Witam
Moja żona ma dokładnie taką samą sytuację jaką
opisała Bestyja w pierwszym poście.
Torbiel od około 2 lat 35/14 mm. Podejrzenie endometriozy. Staramy się o in vitro.
W lutym 2013 marker CA125 wynosił 32.
Pod koniec czerwca torbiel była odbarczana - wszystkie badania ok, histopatologiczne też ok.
Mieliśmy już umówioną wizytę na in vito, ale kazali jeszcze zrobić test ROMA.
Wyniki:
CA125 - 47
HE4 -62,59
ryzyko 12,9%
W październiku żona brała leki na stymulację. Czy to może być przyczyna takich wyników???
Czy z tą torbielą mogło się coś zmienić od czerwca. Torbiel nie urosła i ostatnia cytologia z końca listopada wyszła ok.

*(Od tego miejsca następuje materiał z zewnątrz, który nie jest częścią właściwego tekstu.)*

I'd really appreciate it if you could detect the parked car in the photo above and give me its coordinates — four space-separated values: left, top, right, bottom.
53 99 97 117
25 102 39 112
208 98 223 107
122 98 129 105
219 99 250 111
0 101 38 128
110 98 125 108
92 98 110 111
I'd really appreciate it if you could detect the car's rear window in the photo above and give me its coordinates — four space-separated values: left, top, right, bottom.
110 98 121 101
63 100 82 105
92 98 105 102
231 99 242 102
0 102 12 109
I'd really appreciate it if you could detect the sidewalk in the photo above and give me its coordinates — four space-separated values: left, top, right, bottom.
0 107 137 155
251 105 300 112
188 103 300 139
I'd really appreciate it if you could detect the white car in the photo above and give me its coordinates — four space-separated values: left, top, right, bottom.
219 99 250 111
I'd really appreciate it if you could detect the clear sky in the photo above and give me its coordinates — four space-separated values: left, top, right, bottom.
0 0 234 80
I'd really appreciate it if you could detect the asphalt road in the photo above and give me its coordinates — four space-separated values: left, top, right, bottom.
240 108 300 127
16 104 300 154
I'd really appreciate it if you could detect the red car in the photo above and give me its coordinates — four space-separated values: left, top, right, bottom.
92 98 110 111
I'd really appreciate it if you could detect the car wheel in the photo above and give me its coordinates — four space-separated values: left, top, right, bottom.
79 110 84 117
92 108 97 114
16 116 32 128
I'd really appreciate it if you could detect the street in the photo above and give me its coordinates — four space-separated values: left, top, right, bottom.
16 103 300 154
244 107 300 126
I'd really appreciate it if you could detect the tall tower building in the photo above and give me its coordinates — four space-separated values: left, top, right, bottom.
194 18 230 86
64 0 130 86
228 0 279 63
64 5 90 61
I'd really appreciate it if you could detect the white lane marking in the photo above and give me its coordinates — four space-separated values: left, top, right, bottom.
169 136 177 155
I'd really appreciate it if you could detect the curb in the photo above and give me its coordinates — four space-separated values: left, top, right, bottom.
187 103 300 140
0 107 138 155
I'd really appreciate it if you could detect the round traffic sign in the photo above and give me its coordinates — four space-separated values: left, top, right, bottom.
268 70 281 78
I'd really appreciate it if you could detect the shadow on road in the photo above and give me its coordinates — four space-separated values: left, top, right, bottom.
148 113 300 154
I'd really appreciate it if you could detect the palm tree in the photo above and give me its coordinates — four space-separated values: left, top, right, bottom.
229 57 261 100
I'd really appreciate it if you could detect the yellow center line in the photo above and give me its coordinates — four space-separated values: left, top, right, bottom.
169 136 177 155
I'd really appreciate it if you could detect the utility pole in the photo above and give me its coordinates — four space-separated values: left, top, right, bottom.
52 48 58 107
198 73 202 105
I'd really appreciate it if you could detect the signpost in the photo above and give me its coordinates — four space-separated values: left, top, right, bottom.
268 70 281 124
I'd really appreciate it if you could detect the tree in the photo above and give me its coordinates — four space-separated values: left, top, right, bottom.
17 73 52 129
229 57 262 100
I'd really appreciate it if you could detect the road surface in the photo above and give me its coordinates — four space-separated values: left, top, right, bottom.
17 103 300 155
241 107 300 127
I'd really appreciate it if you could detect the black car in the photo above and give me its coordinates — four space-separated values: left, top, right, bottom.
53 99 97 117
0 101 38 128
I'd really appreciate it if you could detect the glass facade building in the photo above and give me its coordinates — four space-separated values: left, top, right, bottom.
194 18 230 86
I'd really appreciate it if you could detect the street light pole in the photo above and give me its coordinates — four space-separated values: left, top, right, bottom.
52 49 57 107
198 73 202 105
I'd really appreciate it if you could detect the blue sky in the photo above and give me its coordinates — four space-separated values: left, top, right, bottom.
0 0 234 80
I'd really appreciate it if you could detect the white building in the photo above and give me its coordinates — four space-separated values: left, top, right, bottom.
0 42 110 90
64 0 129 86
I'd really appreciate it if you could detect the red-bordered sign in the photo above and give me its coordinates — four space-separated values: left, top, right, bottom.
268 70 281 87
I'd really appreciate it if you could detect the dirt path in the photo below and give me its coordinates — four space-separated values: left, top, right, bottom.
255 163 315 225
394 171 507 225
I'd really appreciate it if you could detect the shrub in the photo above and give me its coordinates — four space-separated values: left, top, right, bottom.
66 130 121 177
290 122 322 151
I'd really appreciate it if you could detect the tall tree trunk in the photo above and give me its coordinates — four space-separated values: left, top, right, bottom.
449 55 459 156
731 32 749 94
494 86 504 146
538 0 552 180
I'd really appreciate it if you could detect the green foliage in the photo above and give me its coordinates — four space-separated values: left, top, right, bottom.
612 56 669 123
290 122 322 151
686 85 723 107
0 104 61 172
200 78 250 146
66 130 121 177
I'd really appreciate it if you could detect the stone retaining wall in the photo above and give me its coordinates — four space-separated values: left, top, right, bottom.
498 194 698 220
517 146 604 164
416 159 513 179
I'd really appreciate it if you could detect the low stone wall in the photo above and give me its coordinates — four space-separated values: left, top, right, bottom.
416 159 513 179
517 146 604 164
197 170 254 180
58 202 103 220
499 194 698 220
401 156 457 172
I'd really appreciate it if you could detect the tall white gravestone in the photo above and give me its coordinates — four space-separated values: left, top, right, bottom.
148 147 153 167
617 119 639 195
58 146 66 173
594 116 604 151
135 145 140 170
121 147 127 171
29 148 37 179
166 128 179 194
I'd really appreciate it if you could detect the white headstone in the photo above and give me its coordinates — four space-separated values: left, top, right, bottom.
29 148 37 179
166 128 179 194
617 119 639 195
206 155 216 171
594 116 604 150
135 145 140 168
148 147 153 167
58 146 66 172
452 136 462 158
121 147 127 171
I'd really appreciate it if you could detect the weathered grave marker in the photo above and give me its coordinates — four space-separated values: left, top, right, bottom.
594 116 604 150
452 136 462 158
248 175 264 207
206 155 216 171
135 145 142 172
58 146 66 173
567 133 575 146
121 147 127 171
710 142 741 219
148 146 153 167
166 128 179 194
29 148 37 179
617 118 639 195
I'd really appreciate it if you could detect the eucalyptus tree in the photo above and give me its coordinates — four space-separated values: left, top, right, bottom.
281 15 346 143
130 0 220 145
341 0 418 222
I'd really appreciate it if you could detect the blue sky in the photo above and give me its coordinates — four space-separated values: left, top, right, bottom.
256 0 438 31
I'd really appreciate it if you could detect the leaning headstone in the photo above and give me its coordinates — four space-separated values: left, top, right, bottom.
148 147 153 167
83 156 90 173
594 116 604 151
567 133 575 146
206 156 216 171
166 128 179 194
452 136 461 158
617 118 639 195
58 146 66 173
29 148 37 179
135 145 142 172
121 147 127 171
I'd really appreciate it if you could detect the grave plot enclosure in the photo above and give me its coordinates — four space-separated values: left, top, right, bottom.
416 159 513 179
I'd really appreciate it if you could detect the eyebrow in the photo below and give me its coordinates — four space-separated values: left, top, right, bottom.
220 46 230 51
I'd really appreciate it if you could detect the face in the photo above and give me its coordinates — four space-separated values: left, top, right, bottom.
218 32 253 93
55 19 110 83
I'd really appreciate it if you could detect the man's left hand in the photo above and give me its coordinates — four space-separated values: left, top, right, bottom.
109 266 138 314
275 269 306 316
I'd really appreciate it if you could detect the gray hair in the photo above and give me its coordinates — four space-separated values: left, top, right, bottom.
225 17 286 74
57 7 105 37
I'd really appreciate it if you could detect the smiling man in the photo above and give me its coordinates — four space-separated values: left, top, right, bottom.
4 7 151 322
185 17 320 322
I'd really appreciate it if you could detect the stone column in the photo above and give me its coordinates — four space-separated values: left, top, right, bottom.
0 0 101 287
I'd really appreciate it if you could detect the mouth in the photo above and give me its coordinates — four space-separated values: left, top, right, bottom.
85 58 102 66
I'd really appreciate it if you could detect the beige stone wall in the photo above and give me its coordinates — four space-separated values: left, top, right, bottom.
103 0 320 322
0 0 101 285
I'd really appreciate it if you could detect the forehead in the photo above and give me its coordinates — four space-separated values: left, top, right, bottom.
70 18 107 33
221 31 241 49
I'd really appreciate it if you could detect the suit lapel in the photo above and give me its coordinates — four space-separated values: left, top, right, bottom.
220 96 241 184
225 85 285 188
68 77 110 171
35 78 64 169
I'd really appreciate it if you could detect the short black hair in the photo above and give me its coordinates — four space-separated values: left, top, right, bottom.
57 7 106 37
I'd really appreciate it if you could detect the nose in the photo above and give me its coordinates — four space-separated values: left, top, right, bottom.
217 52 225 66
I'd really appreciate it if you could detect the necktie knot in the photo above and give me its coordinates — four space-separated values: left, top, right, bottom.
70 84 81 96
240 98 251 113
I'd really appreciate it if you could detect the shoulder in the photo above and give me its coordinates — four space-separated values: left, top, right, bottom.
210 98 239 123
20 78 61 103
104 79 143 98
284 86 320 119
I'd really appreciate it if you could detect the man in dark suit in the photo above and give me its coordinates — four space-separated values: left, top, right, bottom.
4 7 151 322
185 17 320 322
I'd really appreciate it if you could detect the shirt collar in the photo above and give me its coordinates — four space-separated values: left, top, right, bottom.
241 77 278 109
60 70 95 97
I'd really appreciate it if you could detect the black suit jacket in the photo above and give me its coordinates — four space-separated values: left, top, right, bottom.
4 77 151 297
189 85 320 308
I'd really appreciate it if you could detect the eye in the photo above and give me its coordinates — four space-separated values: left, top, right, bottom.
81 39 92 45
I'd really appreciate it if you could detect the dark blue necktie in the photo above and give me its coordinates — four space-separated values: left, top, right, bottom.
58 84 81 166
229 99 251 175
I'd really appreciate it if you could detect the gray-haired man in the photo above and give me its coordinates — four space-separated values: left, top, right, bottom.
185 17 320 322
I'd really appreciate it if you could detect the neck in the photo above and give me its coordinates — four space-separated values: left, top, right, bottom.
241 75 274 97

Czekamy na wizytę u ginekologa-onkologa.
Nasz ginekolog nie za bardzo się przeją tymi wynikami, a ja powiem szczerze jestem trochę zaniepokojony.
[ Dodano: 2014-01-07, 18:41 ]
Dodam jeszcze, że test ROMA był robiony 4 dni temu.
[ Komentarz dodany przez Moderatora: absenteeism: 2014-01-07, 21:59 ]
Post wydzielony stąd do nowego wątku, proszę zapoznać się z Regulaminem Forum.